During a hearing Tuesday, Grassley made it clear that he believes the bill sponsored by Sen. Orrin Hatch (R-Utah), which has high-profile co-sponsors including Sen. Marco Rubio (R-Fla.), “only makes the problem worse.”
“It doesn’t close the loopholes or prevent abuse. It doesn’t make sure that American workers are put before foreign workers,” Grassley said, adding that the system was originally meant to be complementary. “It only increases the supply of cheaper foreign labor.”
Sen. Jeff Sessions (R-Ala.), one of the most vocal opponents of comprehensive immigration reform, also said the visa program is being abused to a “huge degree.”
The technology industry has a large stake in the battle and has supported an increase in the cap. The majority of those high-skilled visas — known as H-1B visas — go to people working in the computer industry.

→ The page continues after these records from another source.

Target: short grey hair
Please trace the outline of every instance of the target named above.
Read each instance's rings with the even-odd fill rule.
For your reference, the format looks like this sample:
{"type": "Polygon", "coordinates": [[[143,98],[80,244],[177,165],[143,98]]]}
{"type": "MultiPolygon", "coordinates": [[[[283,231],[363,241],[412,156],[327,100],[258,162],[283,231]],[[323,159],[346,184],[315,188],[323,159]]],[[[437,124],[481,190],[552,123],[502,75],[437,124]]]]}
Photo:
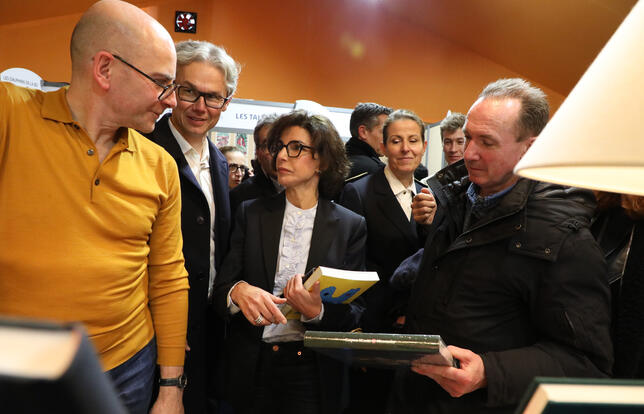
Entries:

“It’s a false choice that we can’t protect American workers and create a better system that allows American companies to get access to the best talent in the world,” said Todd Schulte in a statement, the president of FWD.us, an immigration advocacy group founded by Facebook CEO Mark Zuckerberg.
Nine senators have sponsored Hatch’s bill, which would raise the cap on H-1B visas from 65,000 to 115,000 and allow that number to increase based on the economic climate.

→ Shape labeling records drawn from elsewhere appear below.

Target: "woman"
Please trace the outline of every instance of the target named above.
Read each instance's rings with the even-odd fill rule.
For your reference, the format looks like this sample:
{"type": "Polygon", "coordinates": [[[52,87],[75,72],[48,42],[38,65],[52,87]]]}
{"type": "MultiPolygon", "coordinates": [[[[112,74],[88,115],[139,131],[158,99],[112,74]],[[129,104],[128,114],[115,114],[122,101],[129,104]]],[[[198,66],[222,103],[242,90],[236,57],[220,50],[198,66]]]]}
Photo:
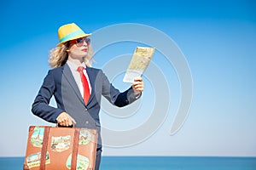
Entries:
{"type": "Polygon", "coordinates": [[[61,126],[96,128],[98,144],[96,169],[99,169],[102,140],[99,111],[101,98],[122,107],[137,99],[143,91],[141,77],[120,93],[108,81],[102,70],[92,68],[91,34],[84,33],[76,24],[67,24],[58,30],[60,42],[50,51],[49,71],[32,104],[34,115],[61,126]],[[49,105],[55,96],[57,107],[49,105]]]}

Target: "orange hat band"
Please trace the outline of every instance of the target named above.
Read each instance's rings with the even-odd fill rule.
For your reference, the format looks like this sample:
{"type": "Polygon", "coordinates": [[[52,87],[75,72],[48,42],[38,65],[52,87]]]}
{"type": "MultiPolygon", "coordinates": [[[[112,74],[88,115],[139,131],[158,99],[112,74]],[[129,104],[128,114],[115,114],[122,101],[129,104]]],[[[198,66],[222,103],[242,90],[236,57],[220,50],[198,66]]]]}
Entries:
{"type": "Polygon", "coordinates": [[[62,37],[61,39],[60,39],[60,42],[67,42],[67,41],[69,41],[69,40],[72,40],[73,37],[76,37],[76,36],[79,36],[80,34],[84,34],[84,32],[82,31],[82,30],[78,30],[78,31],[75,31],[70,34],[67,34],[67,36],[65,36],[64,37],[62,37]]]}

While not a co-sponsor, Senate Majority Whip John Cornyn (R-Texas) said he is encouraged by the proposal and said sending foreign students home after graduation “strikes me as foolish.”
“I thought that we agreed that legal immigration is a good thing,” he said, noting that he supported cracking down on abuse.
But Grassley is pushing his own changes. He specifically wants language that would require U.S. companies to try and recruit American workers before using the visa program. He also wants more oversight and random audits of companies who use the program.
“I find it ironic, thought, that the same folks who fought the immigration reform last Congress are now arguing that our immigrant laws, particularly, as they relate to high-skilled workers are broken and encourage abuse,” Hatch said. “You can’t have it both ways.”
He also wants to close loopholes, highlighted by a California electric company.
Grassley, Sessions and other critics have recently focused their ire on Southern California Edison, which is accused of cutting hundreds of IT jobs in the United States and sending them overseas. Lawmakers have also accused the company of using the H-1B visa program to refill some of those jobs with contract workers in the country.
The company has noted that the H-1B visa program requires those visa holders to be paid comparable wages and benefits as U.S. workers, a provision meant to remove the economic incentive to hire cheaper foreign workers. But critics argue the company is able to skirt the requirement in practice.
Advocates of the program argue that critics are attempting to use a few bad actors to broadly paint the entire system in a negative light.
Much of the hearing was made up of a debate about facts, including whether there is a shortage of high-skilled workers in the United States and whether visa holders are being paid less than their American counterparts in practice.
Democrats on the committee reiterated their call for comprehensive immigration reform, an unlikely prospect now that Republicans control both chambers.
AFL-CIO president Richard Trumka, who testified Tuesday, said it would be “difficult to get things done” on the immigration front without comprehensive reform. His group supported a comprehensive Senate bill in 2013 but opposes the stand-alone plan to increase the cap for high-skilled workers.